Westwood, who had seemed in total control in pursuit of his first major, dropped his first shot of the day but recovered with a further birdie on the 15th on the way to a four-under 68.
It left him in the lead on 12-under 204, with Mickelson breathing down his neck after a 67.
For once, Woods was left in the shadows as he struggled with his game and his temper on the way to a two-under 70, making a birdie three on the last to improve his chances for a last-day charge.
He is tied for third with his playing partner of all three days KJ Choi of Korea on eight-under 208 in pursuit of his 15th major and fifth green jacket at Augusta.
Veteran crowd favorite Fred Couples also got in the act with a birdie-eagle burst at 14 and 15 and he is in fifth at seven-under after a 68.
Mickelson is scenting victory on the final day after his back nine heroics.
"I haven't played this well in a long time and I am looking forward to it.

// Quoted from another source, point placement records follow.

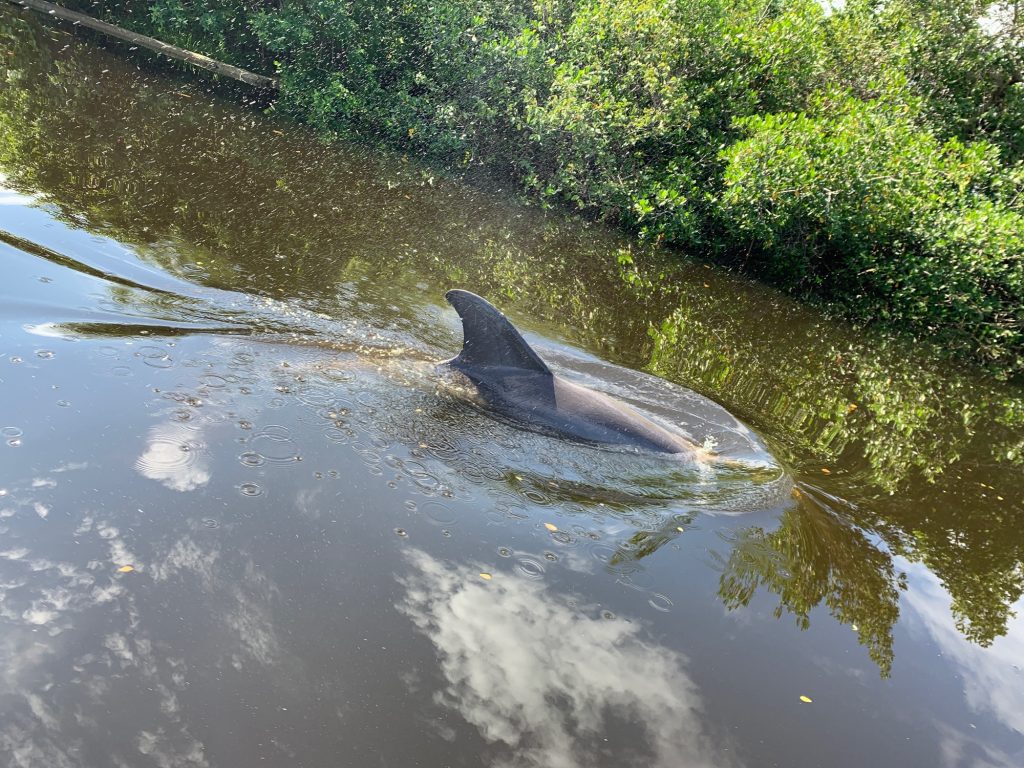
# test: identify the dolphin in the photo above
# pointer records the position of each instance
(512, 380)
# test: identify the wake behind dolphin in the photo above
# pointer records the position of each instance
(512, 379)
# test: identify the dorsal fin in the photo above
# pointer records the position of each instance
(488, 338)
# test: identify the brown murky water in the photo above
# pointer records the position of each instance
(242, 521)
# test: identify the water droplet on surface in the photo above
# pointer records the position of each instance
(529, 566)
(252, 459)
(659, 602)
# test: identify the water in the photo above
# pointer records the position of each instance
(242, 519)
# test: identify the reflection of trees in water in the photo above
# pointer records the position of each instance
(814, 557)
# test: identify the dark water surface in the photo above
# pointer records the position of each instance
(216, 367)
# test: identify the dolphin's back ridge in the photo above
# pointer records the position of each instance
(488, 339)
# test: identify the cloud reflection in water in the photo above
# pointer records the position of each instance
(558, 685)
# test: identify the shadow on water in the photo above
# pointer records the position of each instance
(249, 321)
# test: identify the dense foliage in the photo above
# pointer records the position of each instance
(869, 155)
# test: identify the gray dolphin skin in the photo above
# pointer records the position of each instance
(513, 380)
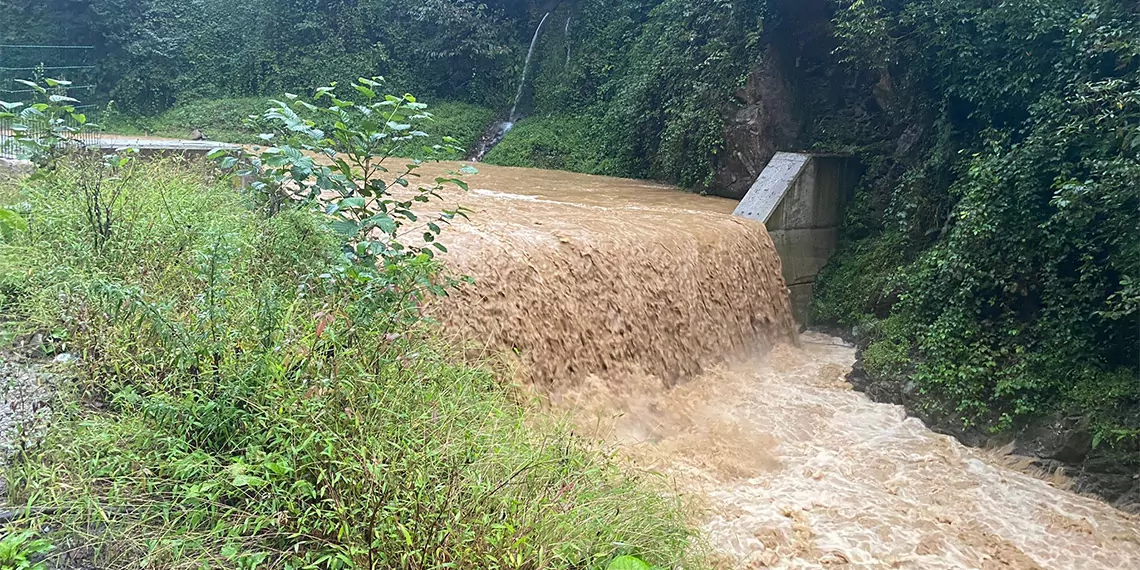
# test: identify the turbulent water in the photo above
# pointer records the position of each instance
(661, 322)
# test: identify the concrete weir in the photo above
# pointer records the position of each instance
(799, 197)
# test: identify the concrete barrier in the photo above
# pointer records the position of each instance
(799, 197)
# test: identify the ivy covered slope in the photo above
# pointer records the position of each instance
(992, 258)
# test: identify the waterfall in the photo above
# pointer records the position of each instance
(566, 37)
(526, 67)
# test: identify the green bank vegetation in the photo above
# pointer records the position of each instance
(253, 383)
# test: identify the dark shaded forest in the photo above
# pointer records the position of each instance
(991, 259)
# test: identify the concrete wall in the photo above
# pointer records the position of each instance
(800, 197)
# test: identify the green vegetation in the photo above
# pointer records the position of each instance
(648, 80)
(221, 120)
(255, 385)
(556, 143)
(994, 263)
(226, 121)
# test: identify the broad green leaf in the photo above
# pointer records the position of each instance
(628, 563)
(10, 222)
(352, 202)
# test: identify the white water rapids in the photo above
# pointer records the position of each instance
(797, 471)
(623, 295)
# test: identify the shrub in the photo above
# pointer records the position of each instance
(233, 409)
(554, 143)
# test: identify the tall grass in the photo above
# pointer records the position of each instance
(225, 121)
(234, 408)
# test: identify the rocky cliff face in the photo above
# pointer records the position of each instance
(764, 121)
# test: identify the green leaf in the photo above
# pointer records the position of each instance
(385, 224)
(10, 222)
(628, 563)
(365, 91)
(243, 480)
(62, 98)
(351, 202)
(345, 227)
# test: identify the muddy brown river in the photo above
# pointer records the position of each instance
(661, 323)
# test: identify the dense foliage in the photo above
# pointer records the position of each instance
(649, 78)
(992, 255)
(257, 384)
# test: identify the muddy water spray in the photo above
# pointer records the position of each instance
(626, 299)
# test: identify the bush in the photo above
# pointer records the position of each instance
(233, 409)
(225, 121)
(553, 143)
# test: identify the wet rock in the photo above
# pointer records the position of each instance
(764, 122)
(1065, 439)
(25, 397)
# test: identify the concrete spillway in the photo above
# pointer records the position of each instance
(799, 197)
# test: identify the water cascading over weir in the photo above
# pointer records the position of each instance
(593, 277)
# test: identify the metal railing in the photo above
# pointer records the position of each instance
(34, 63)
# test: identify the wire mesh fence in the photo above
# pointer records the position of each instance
(74, 64)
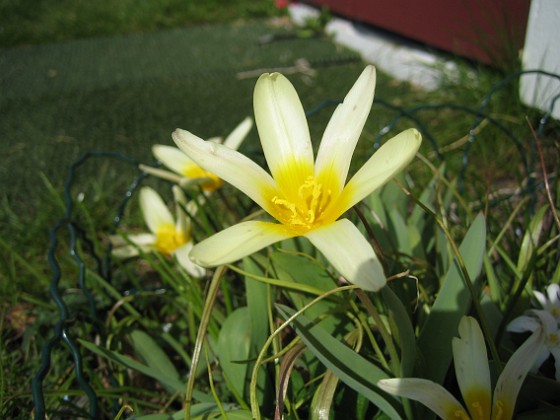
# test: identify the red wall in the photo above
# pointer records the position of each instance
(489, 31)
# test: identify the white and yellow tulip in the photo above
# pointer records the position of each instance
(306, 196)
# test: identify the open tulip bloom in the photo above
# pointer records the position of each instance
(187, 173)
(306, 196)
(473, 377)
(168, 236)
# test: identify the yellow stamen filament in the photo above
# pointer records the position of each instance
(168, 239)
(303, 210)
(460, 414)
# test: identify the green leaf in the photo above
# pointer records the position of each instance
(352, 369)
(453, 301)
(233, 348)
(171, 383)
(531, 240)
(153, 355)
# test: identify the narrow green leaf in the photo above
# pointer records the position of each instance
(453, 301)
(352, 369)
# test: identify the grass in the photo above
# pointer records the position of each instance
(54, 111)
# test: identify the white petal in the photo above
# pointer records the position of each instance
(237, 242)
(543, 355)
(281, 124)
(471, 366)
(387, 162)
(345, 126)
(236, 137)
(514, 373)
(122, 249)
(432, 395)
(156, 213)
(553, 292)
(523, 323)
(350, 253)
(172, 157)
(228, 164)
(182, 255)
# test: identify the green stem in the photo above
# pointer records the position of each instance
(201, 335)
(385, 334)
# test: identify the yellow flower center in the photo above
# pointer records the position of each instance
(304, 202)
(168, 239)
(211, 183)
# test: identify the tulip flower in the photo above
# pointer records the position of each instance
(169, 237)
(185, 172)
(473, 377)
(306, 196)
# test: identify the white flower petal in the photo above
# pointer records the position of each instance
(237, 242)
(228, 164)
(387, 162)
(172, 157)
(471, 366)
(345, 126)
(543, 355)
(432, 395)
(514, 373)
(182, 255)
(281, 124)
(350, 253)
(236, 137)
(156, 213)
(523, 323)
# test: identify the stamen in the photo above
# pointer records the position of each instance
(303, 210)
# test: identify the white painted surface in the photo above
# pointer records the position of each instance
(542, 51)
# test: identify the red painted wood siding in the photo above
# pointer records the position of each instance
(489, 31)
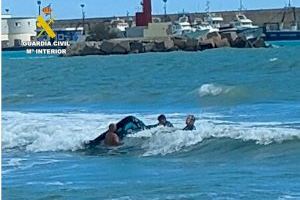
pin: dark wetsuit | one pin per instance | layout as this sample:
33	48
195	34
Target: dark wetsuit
189	128
126	126
168	124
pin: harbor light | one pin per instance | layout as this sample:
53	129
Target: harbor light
83	17
39	4
165	7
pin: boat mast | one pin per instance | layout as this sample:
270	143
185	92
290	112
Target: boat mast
241	6
207	9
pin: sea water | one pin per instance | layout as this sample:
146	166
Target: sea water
246	146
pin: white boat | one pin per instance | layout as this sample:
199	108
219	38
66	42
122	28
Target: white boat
119	24
214	20
245	26
241	22
183	27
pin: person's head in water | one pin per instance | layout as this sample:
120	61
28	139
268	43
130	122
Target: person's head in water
162	120
190	120
112	128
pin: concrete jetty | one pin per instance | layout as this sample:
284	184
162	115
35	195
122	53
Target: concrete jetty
164	44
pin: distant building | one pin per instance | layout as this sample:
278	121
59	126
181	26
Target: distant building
16	30
158	30
63	34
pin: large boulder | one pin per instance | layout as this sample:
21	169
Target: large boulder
240	42
180	42
107	46
149	46
84	48
214	36
206	44
191	44
137	47
230	36
121	47
163	45
259	43
222	43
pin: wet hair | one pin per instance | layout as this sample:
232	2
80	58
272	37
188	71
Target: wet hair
161	117
111	126
192	117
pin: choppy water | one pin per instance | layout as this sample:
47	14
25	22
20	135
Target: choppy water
246	146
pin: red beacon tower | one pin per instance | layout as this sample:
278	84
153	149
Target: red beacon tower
145	17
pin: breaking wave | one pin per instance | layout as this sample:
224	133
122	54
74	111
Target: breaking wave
40	132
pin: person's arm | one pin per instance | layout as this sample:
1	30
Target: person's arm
116	140
170	124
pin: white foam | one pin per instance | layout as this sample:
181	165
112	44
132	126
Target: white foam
37	132
214	90
273	59
166	142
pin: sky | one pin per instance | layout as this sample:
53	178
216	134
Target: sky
70	9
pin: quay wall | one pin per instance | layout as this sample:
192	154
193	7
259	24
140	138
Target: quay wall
259	17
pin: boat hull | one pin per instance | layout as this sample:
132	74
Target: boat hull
282	35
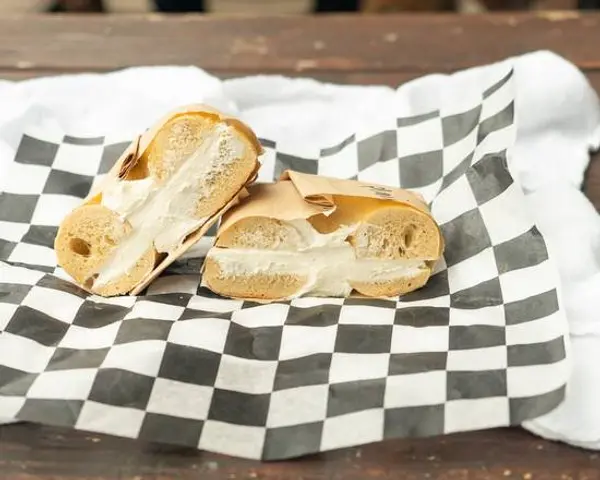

Today has been a good day and I am excited about Sunday," he told gathered reporters.
European number one Westwood claimed he had not been affected by the huge roars that greeted Mickelson's memorable charge.
"I felt very calm out there and confident in what I was doing. Every aspect of my game felt good," he said.
By contrast, Woods, returning to golf after a sordid sex scandal, looked ill at ease with himself and showed his frustrations with several outbursts.
But he showed his fighting qualities to stay in contention and he is still hopeful after "tough day."
Woods added: "As it is I am only four back so a good round tomorrow and you never know. The birdie at the last was nice."
A trio at six-under, American pair Hunter Mahan (68) and Ricky Barnes (72) and Poulter, who struggled to a 74, may also harbor hopes of victory, but history points to one of Westwood or Mickelson donning the green jacket.